How far this Angelology was influenced by Babylonian and Persian mythology, and what its relations are to Mandæan lore and to Egyptian-Hellenistic Gnosticism, is still a matter of dispute but Persian mythology is throughout and interwoven with Angelology (see Brandt, “Mandäische Religion,” pp. 194-198).

Coptic Gnosticism, also, has Ariel as king of the nether world, corresponding with Ur of the Mandæans. Over thousands of years, mankind has described the functions of angels in many ways. The role of angels is developed in greatest detail in religions based on revelation – the disclosure or communication of divine truth or divine will to human beings. These monotheistic religions that share this view include Judaism, Christianity, Islam, and Zoroastrianism. In the Koran, Jewish and Gnostic angelologies seem to be intermingled. In Mohammed’s time the old Arabian goddesses—Al-Lat, Al-Uzza, and Manat —were spoken of as angels and daughters of God (Koran, sura xxxvii. v.150, liii. v.20). The chief of all the archangels is Gabriel (Jibril); Michael comes next; Israfil (Sarafiel) sounds the trumpet of the resurrection; and Azrael is the angel of death (the etymology of the last name is obscure). Instead of four, there are eight angels that support the throne of God (sura xlix. v.17). Some angels have two, some three, others four wings (sura xxxv. v.2). “They celebrate the praise of their Lord and ask forgiveness for those that are on earth” (sura xlii. v.2).

The Creation of Angels

Angels accompany the dead on their departure from this world. Accompanying angels are not permanent, but temporary, companions, they carry out missions but can be constantly re-dispatched by the least of us through faithful prayer as answered by the almighty. No single angel can carry out two messages, nor can two angels fulfill only one message. Of the three angels that came to Abraham, Michael, the guardian angel of Israel, brought the tidings of Isaac’s birth; Gabriel, the angel of heavenly vengeance and of fire, had to overthrow Sodom; and Raphael rescued Lot” (Gen. xviii. v.2). Michael to the right, Uriel to the left, Gabriel in front, and Raphael in the rear of the throne.
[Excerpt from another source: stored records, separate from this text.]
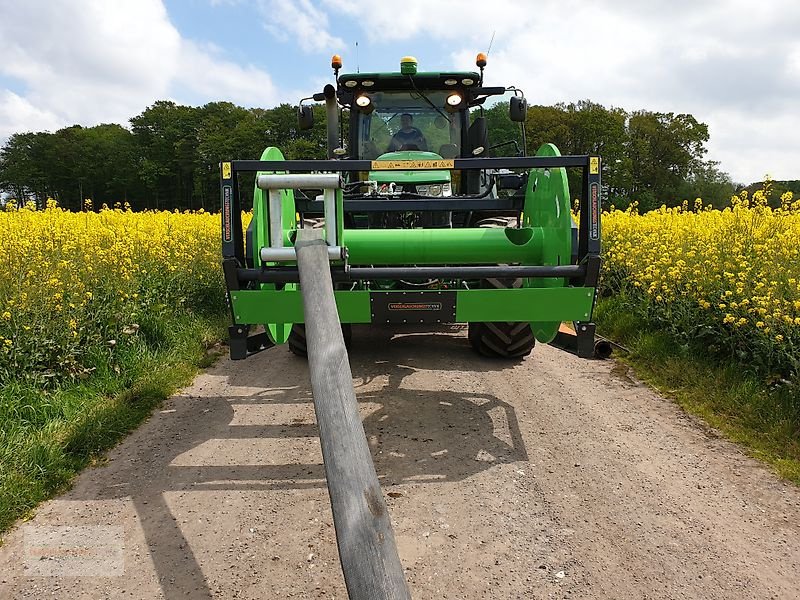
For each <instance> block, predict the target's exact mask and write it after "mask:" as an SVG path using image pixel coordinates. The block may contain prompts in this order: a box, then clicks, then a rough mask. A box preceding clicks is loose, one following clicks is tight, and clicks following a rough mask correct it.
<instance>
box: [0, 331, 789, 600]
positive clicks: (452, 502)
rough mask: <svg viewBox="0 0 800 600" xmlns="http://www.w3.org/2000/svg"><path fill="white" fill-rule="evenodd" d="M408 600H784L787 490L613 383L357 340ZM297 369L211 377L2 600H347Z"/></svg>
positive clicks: (591, 362)
mask: <svg viewBox="0 0 800 600" xmlns="http://www.w3.org/2000/svg"><path fill="white" fill-rule="evenodd" d="M354 341H355V344H354V348H353V349H352V351H351V356H350V358H351V364H352V370H353V377H354V385H355V387H356V393H357V395H358V400H359V404H360V408H361V411H362V415H363V419H364V427H365V430H366V433H367V436H368V439H369V442H370V445H371V448H372V451H373V456H374V458H375V465H376V469H377V472H378V475H379V476H380V479H381V483H382V486H383V489H384V493H385V495H386V498H387V503H388V505H389V509H390V511H391V517H392V521H393V524H394V528H395V534H396V537H397V539H398V544H399V550H400V556H401V559H402V562H403V565H404V567H405V569H406V573H407V577H408V581H409V584H410V587H411V590H412V595H413V597H414V598H415V599H423V598H437V599H438V598H491V599H506V598H524V599H529V598H614V599H625V598H714V599H717V598H719V599H726V600H734V599H740V598H758V599H764V598H792V599H795V598H800V489H798V488H797V487H794V486H792V485H790V484H787V483H784V482H781V481H780V480H778V479H777V478H776V477H775V476H774V475H772V474H771V473H770V472H769V471H768V470H767V469H765V468H764V467H763V466H761V465H760V464H759V463H758V462H756V461H755V460H753V459H751V458H749V457H747V456H746V455H744V453H743V452H742V451H741V450H740V449H739V448H738V447H736V446H734V445H733V444H731V443H729V442H726V441H724V440H722V439H720V438H719V437H718V435H717V434H716V433H715V432H714V431H711V430H709V429H708V428H706V427H704V426H702V425H701V424H699V423H698V422H696V421H695V420H694V419H692V418H690V417H687V416H686V415H684V414H683V413H682V412H681V411H680V410H679V409H678V408H677V407H676V406H675V405H674V404H672V403H671V402H669V401H668V400H664V399H663V398H661V397H659V396H658V395H657V394H656V393H654V392H653V391H651V390H650V389H648V388H647V387H645V386H643V385H642V384H640V383H639V382H637V381H636V380H635V379H633V378H632V377H631V376H629V375H628V374H627V371H626V369H625V368H624V367H621V366H620V365H615V363H614V362H613V361H603V362H600V361H583V360H580V359H578V358H575V357H573V356H570V355H567V354H565V353H562V352H560V351H558V350H556V349H554V348H551V347H549V346H541V347H537V348H536V349H535V350H534V353H533V354H532V355H531V356H530V357H529V358H528V359H526V360H525V361H523V362H521V363H518V364H508V363H504V362H496V361H487V360H483V359H480V358H479V357H476V356H475V355H473V353H472V352H471V350H470V349H469V347H468V344H467V341H466V337H465V330H464V329H461V328H450V329H447V328H443V329H441V330H440V331H438V332H435V333H430V332H428V333H425V332H415V331H410V330H409V331H405V332H399V333H398V332H395V333H392V332H390V331H388V330H382V329H369V328H366V327H364V328H360V327H359V328H355V331H354ZM316 436H317V430H316V426H315V421H314V412H313V405H312V403H311V395H310V387H309V381H308V371H307V365H306V363H305V362H304V361H303V360H301V359H298V358H296V357H294V356H293V355H291V354H290V353H289V352H288V350H287V349H286V348H285V347H280V348H273V349H271V350H269V351H266V352H263V353H261V354H259V355H257V356H255V357H253V358H251V359H249V360H247V361H241V362H236V363H232V362H230V361H229V360H228V359H223V360H220V361H219V363H218V364H217V365H216V366H214V367H213V368H211V369H209V370H208V371H207V372H206V373H204V374H202V375H200V376H199V377H198V378H197V379H196V380H195V382H194V384H193V385H192V386H191V387H189V388H187V389H185V390H183V391H182V392H181V393H180V394H178V395H176V396H175V397H173V398H171V399H170V400H169V401H167V402H166V403H165V404H164V405H163V407H162V408H161V409H160V410H159V411H157V412H156V413H155V414H154V415H153V417H152V418H151V419H149V421H147V423H145V424H144V425H143V426H142V427H141V428H140V429H139V430H137V431H136V432H135V433H134V434H132V435H131V436H130V437H128V438H127V439H126V440H125V441H124V442H123V443H121V444H120V445H119V446H118V447H117V448H115V449H114V450H113V451H111V452H110V453H109V455H108V461H107V462H105V464H103V465H101V466H99V467H96V468H92V469H89V470H87V471H86V472H84V473H83V474H82V475H81V476H80V477H79V478H78V479H77V481H76V483H75V486H74V488H73V489H72V490H71V491H70V492H68V493H66V494H64V495H63V496H61V497H59V498H58V499H56V500H53V501H51V502H48V503H47V504H45V505H43V506H42V507H41V508H40V509H39V511H38V512H37V514H36V516H35V518H34V519H32V520H31V521H29V522H28V523H24V524H21V525H20V526H19V527H18V528H17V529H15V530H13V531H12V532H10V533H9V535H8V536H7V537H6V539H5V543H4V545H3V546H2V547H1V548H0V598H3V599H5V598H37V599H38V598H66V599H69V600H78V599H83V598H114V599H117V598H143V599H144V598H166V599H168V600H173V599H177V598H182V599H183V598H192V599H194V598H198V599H203V598H253V599H255V598H259V599H261V598H326V599H331V598H339V599H344V598H346V594H345V591H344V584H343V580H342V576H341V572H340V569H339V562H338V557H337V553H336V541H335V537H334V532H333V526H332V520H331V513H330V507H329V504H328V496H327V491H326V488H325V481H324V474H323V467H322V458H321V454H320V450H319V442H318V440H317V437H316Z"/></svg>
The Book of Jubilees, a version of the Pentateuch speaks of the Creation of Angels: “The angels of the face and of glorification, the angels of the elements of fire, wind, and darkness, of hail and hoar frost, thunder and lightning, of cold and heat, of winter and spring, summer and fall, of the abyss and night, of light and morning, were created on the first day. “Since Medieval times Christian theology has taught that Angels are organized into several orders, or Angelic Choirs.

Representation of Angels

At first, artists struggled with the problem of how to represent angels. Written descriptions were not very helpful. They tended to be vague or bizarre or did not draw a clear distinction between angels and human beings.
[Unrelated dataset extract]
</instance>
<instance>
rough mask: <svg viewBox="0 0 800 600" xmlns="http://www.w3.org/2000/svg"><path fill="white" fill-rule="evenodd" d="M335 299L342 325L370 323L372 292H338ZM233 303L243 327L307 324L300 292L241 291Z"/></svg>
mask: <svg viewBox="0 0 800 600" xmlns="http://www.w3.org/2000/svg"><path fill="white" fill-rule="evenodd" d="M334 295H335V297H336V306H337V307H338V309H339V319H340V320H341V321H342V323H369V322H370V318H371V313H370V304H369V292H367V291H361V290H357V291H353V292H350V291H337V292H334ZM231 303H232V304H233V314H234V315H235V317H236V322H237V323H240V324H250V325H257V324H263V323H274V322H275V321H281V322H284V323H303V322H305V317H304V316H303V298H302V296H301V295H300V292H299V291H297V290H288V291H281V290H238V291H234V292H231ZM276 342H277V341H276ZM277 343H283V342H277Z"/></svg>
Artists tried various approaches before arriving at the image of a young male figure. Later they added two feathery wings to the figure. The wings suggested that angels were spiritual beings elevated above humans and associated with heaven. Besides wings, angels were sometimes shown with halos, long hair, and flowing white robes.

The idea of representing spirits as winged figures dates back many thousands of years. The ancient Egyptians portrayed the sun god Horus as a winged disk. Other winged beings can be found in ancient Greek and Roman art.